Fusarium is a fungus that affects the roots of the plants and then spreads throughout the vine. Diseased plants become stunted, and eventually wilt and die. There are no effective treatments for this fungus; it can be prevented by selecting resistant varieties, not over-watering your garden, and practicing crop rotation.

Powdery mildew looks like a white powdery coating on the upper surfaces of melon leaves. Though the powdery mildew may not kill your plants, affected vines’ growth will likely be stunted and fruit production will suffer. Bi-Carb is one product that is labeled for the control of this fungus.

For more information on melon pests and diseases, check out University of California IPM, Clemson University, and Purdue University.


Depending on the variety you select for your garden, the fruit will be ready to harvest in 90 days or more from the time of planting. Most melons are ready to harvest when the rind changes color to the final ripe appearance and gentle pressure separates the stem from the vine, and typically have a sweet aroma. However, some melons do not slip or become fragrant, such as Jaune Canary. These should be judged ripe by appearance and when the blossom end softens. Watermelons are ready for harvest when the tendril closest to the stem turns dry and brown and the stem turns brittle.

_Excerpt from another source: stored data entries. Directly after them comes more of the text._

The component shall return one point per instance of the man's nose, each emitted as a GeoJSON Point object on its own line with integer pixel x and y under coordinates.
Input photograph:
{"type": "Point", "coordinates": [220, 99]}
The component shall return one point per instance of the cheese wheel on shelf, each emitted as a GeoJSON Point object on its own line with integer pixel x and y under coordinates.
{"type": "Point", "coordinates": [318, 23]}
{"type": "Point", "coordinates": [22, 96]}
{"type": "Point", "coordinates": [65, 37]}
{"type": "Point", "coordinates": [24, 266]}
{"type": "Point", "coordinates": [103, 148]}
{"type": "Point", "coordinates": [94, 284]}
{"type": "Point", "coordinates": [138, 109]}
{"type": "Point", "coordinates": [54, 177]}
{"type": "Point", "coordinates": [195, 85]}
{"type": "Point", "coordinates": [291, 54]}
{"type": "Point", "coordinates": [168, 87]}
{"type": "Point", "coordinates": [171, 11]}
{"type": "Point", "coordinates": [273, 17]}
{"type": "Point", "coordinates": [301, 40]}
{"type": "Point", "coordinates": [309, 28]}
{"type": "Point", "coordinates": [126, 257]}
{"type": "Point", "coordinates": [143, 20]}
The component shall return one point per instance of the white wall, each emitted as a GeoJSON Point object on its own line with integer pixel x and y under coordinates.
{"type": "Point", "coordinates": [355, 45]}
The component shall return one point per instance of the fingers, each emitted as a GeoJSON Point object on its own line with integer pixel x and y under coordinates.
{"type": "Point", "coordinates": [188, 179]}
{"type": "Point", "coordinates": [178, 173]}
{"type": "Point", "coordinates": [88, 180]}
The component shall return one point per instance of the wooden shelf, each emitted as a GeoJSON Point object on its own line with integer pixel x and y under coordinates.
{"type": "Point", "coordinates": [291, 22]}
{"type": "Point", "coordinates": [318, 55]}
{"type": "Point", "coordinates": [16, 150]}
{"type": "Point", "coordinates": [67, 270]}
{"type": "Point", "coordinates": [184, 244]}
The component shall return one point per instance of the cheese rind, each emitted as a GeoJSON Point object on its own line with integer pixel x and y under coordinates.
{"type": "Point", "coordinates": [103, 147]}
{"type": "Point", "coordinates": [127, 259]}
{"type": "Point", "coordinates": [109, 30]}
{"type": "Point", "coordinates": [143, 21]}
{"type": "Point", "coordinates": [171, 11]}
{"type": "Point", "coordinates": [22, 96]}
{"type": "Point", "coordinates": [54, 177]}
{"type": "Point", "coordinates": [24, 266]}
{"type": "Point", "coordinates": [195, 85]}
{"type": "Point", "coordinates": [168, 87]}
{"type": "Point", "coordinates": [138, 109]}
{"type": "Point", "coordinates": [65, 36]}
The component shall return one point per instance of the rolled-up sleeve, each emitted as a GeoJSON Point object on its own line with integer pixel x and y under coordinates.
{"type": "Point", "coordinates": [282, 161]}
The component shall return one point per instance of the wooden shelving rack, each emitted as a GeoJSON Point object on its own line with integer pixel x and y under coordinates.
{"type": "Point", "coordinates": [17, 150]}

Most melons do not store well. However, there are some good keepers, such as Piel de Sapo. This melon is sometimes called Santa melon because it can keep until Christmas when stored in a cool, dry place.

While they are best eaten fresh, it is possible to preserve your melons when your garden is producing more than you can eat. You can cut melons in chunks and freeze them in light syrup. They can be dried in a dehydrator to make sweet candied melon, or mashed and dried into fruit leathers. The rind of watermelons makes excellent pickles. With a little more effort, you can also turn your watermelons into wine. You can find recipes for all this and more from Mother Earth News.